The rain outside grew heavier, tapping against the windows like restless fingers. The silence inside the car stretched, thick and suffocating.

Ashton froze for a moment.

I didn't expect that.

Then he let out a cold laugh.

"Rebecca is still in the hospital," he said slowly. "And you think you can just walk away clean?"

His eyes stayed on me, unreadable, but I could feel the weight of his attention like pressure on my skin. Something in the air between us felt unstable, like a line had been pulled too tight.

"What do you want from me?" I asked quietly. My voice sounded smaller than I wanted it to.
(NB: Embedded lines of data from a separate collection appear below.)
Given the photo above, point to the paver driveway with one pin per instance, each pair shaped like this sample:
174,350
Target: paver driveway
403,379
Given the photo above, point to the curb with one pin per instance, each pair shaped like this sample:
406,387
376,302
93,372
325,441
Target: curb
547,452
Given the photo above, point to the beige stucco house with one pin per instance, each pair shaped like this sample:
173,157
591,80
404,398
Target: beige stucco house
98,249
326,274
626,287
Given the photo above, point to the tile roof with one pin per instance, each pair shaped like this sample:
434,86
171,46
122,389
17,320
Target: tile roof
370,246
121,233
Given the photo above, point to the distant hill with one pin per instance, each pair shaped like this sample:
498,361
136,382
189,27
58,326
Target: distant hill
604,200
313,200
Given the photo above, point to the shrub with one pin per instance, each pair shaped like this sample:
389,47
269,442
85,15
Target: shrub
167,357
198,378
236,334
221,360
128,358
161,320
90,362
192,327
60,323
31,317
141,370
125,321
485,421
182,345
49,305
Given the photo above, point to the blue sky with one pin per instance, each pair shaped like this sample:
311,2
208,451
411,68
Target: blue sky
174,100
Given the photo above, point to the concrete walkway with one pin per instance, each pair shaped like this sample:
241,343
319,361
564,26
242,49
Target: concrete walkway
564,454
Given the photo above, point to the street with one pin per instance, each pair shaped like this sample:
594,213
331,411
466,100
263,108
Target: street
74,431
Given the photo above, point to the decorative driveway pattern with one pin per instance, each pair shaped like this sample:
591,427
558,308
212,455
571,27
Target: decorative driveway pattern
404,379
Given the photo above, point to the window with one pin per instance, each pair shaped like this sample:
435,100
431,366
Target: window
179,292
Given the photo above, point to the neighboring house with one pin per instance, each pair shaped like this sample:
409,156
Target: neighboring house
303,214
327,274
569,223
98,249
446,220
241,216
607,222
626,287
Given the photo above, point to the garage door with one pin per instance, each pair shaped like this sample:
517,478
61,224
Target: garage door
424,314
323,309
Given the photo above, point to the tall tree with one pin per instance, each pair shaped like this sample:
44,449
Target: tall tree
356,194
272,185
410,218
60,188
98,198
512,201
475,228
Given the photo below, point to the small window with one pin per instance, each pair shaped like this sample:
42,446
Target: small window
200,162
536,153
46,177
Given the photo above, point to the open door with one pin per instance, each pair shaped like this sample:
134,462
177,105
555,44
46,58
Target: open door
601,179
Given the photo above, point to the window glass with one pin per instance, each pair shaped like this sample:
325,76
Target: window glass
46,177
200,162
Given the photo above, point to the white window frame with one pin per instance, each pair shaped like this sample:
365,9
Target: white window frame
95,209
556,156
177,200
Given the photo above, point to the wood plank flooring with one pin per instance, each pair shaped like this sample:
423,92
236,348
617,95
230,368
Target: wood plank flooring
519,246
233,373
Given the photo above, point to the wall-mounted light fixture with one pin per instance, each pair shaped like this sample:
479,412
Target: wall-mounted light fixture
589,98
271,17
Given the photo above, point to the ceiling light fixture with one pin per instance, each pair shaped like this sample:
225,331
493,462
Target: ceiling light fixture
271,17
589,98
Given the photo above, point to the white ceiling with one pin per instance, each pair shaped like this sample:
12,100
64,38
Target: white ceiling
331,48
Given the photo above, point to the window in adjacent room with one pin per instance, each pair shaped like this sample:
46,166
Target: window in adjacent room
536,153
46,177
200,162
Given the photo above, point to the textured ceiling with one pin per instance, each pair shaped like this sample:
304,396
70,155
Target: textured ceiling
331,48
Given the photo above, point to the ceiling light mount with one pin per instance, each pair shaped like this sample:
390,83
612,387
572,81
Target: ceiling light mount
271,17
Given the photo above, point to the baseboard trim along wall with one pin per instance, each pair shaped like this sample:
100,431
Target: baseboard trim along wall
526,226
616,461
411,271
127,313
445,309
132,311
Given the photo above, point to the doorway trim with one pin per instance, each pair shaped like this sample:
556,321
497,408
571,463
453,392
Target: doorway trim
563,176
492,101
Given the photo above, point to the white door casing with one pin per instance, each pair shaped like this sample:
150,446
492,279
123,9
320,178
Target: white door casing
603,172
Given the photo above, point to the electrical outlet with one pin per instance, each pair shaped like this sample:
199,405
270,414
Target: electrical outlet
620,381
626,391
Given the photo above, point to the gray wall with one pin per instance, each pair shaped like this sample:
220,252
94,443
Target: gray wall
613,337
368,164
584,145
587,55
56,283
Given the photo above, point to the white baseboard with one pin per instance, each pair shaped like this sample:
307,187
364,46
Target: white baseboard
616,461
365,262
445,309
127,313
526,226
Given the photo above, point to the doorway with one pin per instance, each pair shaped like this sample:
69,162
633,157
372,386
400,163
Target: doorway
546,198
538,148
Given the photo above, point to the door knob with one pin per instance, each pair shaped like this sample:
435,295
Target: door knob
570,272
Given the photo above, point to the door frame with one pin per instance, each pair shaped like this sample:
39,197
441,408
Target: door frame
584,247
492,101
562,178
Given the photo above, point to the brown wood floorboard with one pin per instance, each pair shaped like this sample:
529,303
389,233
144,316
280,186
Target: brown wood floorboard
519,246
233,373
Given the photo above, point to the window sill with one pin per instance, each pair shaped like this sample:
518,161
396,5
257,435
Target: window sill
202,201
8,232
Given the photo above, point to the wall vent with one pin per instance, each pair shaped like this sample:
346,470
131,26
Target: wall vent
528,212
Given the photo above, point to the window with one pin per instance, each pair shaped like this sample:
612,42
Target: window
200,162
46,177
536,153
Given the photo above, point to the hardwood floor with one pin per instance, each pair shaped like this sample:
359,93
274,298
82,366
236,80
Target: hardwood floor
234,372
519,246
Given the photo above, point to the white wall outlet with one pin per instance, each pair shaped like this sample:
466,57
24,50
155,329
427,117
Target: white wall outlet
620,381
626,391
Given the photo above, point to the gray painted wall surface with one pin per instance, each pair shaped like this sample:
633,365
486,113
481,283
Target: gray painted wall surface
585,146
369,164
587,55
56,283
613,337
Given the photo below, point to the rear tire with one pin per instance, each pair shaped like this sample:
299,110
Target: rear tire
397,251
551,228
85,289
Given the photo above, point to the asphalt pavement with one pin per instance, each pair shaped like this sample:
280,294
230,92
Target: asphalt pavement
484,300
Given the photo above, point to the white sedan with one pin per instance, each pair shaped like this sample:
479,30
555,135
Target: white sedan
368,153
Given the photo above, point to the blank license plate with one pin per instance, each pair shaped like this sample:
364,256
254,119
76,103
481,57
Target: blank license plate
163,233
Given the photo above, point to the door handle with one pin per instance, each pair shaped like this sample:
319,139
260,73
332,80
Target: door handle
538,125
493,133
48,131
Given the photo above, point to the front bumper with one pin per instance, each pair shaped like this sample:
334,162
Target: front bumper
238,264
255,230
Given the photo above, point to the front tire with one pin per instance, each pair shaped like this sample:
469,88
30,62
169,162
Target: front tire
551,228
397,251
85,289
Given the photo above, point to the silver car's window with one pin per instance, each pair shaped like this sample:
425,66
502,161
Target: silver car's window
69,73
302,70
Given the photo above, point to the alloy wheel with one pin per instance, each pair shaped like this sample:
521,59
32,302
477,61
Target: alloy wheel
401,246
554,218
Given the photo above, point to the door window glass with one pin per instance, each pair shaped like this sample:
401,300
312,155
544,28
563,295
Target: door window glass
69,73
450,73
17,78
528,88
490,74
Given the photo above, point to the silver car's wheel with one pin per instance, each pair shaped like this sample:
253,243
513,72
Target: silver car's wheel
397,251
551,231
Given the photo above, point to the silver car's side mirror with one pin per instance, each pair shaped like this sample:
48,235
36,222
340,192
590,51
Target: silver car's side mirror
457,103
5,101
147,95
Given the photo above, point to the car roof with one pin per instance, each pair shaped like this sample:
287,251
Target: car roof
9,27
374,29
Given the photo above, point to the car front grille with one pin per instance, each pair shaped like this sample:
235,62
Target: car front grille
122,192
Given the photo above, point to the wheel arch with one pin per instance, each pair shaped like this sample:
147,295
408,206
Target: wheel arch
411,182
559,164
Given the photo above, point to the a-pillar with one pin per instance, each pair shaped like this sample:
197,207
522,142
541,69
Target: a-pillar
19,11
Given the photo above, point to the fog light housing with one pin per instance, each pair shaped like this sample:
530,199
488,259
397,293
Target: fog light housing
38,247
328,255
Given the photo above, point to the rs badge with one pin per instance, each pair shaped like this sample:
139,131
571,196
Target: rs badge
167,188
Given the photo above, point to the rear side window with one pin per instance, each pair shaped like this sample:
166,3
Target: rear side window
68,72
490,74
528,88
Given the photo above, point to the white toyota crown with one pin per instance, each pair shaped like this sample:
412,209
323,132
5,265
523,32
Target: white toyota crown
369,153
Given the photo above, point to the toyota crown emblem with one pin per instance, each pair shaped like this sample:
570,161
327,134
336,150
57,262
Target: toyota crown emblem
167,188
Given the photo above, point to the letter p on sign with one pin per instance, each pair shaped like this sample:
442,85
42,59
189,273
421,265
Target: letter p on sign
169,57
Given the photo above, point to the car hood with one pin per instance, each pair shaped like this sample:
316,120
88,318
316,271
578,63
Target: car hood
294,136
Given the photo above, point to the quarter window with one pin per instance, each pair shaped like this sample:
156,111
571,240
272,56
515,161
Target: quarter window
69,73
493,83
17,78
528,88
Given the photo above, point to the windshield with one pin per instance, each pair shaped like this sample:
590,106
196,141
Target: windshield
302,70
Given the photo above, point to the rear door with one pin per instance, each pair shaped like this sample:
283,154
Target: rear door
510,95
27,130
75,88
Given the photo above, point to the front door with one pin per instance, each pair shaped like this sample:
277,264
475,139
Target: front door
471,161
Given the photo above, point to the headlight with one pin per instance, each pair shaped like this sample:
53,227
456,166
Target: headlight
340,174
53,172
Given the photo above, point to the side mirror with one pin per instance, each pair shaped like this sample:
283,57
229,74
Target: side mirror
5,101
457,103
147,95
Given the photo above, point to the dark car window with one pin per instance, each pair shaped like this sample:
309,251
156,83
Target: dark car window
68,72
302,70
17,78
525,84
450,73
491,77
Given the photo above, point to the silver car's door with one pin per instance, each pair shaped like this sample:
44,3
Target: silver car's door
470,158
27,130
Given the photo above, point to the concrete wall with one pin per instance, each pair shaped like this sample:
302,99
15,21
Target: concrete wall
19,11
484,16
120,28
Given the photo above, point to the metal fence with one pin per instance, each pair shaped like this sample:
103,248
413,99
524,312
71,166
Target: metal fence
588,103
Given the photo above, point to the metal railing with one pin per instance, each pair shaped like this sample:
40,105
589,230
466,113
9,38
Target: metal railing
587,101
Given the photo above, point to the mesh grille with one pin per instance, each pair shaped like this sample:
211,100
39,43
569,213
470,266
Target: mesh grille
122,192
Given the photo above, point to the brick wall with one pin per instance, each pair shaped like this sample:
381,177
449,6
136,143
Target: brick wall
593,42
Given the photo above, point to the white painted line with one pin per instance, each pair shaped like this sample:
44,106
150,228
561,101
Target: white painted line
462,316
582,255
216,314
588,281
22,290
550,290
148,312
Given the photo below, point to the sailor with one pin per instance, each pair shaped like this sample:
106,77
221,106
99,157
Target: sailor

For a second, he didn't answer.

Then he straightened in his seat, releasing me but not the tension in the car. His fingers tapped lightly on the steering wheel, calm again, too calm.

"You'll take care of her starting tomorrow," he said.

The words hit harder than I expected. For a moment, I couldn't even process them properly. It felt like he had just assigned me a role I had no choice in refusing, like my feelings didn't exist in the same space as his decisions.

I swallowed slowly. "Take care of her… as what?"

His eyes flicked toward me briefly, then away again, like I wasn't worth a full answer.

"As her support," he said flatly. "She needs someone there. And you will do it."

The rain outside grew louder, drowning the silence that followed. I turned my face slightly toward the window, pretending to look outside, but my reflection only showed a woman who felt increasingly out of place in her own life.

My chest tightened again, not from fear this time, but something worse.

Something like being replaced… without being asked.